Still war es. Wir hatten uns an das Bohrgeräusch so gewöhnt – es war ein Teil unseres Lebens, wie Atem. Jetzt aber war es still, zu still. Niemand stand oben auf der Arbeitsplattform des Bohrturms. Das war noch nie vorgekommen. Nicht einmal zu Weihnachten. Der Bohrmeißel war ihr Gott, sie hatten ihn abgewürgt. Heiden sind sie, dachte ich. Schrecklich. Keine Ordnung mehr, keine Disziplin, keine Zivilisation.

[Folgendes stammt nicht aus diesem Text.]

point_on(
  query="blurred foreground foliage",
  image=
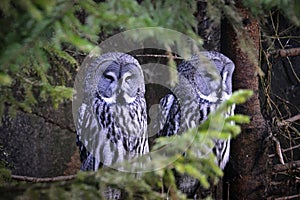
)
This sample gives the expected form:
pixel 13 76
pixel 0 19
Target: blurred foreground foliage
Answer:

Sie machten sich planmäßig an die Sache. Am Vormittag schon hatten sie schichtweise einander abgelöst, stündlich, der Hitze wegen. Etwa zwanzig belagerten jeweils das Rockefeller-Hotel, indes die übrigen beim Tagraum drüben unter Bäumen saßen. Sie hatten den Lautsprecher ins Freie gezerrt. Höhnisch rülpste die wohlbekannte Trompete. St.-Louis-Blues, Senhor Armstrong natürlich.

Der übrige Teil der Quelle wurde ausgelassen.